Ms Christofi said the Facebook post for prompted by a family whose child became “very upset, threw a tantrum and it went on for some time”.

She added: “In this situation, we initially do not get involved because we anticipate that the parents will step in.

“Unfortunately, the parents did not and that led me to go and have a quiet word with the child, gently and sensitively.

“To completely ignore this hysterical screaming would have been quite frankly unkind and uncaring to the child.

“We accept that it’s tough being a parent; ignoring your child in distress is not something we would encourage.

“Customers often look to the owner of an establishment for support and if a parent is ignoring their child, it leaves us little choice but to step in. We’re not here to judge any parent or carer; we will always wait for parents to step in.

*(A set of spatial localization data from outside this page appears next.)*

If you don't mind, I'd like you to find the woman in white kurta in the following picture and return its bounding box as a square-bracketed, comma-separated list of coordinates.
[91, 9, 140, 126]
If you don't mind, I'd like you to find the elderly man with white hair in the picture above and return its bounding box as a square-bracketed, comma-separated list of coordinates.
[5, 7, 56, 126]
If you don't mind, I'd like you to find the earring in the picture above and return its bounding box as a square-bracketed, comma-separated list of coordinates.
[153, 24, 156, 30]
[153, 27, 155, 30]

“We genuinely care for children, and any child can have a bad day and we’re sensitive about that.

“The situations I am describing are not children having a bad day; we are talking about children smashing up the toy box, throwing things around and in this situation, we expect parents to step in.

“We have a duty to all our customers and we are in a public place. We have never asked any family to leave and in all circumstances when the child is being ignored by the parents/carers, we try and calm the situation down by offering a drink and some colouring books and peace is resumed.”

Speaking about children with special needs, Ms Christofi said: “The caring parents of autistic children that I meet on a daily basis go to great lengths and make every attempt to explain to us about their child’s behaviour, and so of course we work with that parent and give them our full support.”

She added: “I would like to thank our supporters and local businesses that have called in to Suffolk Radio and other media outlets in support of this discussion; it’s been a difficult time because of the abuse we have received and it is clearly an issue that has affected lots of other people, parents, customers and the public in general.”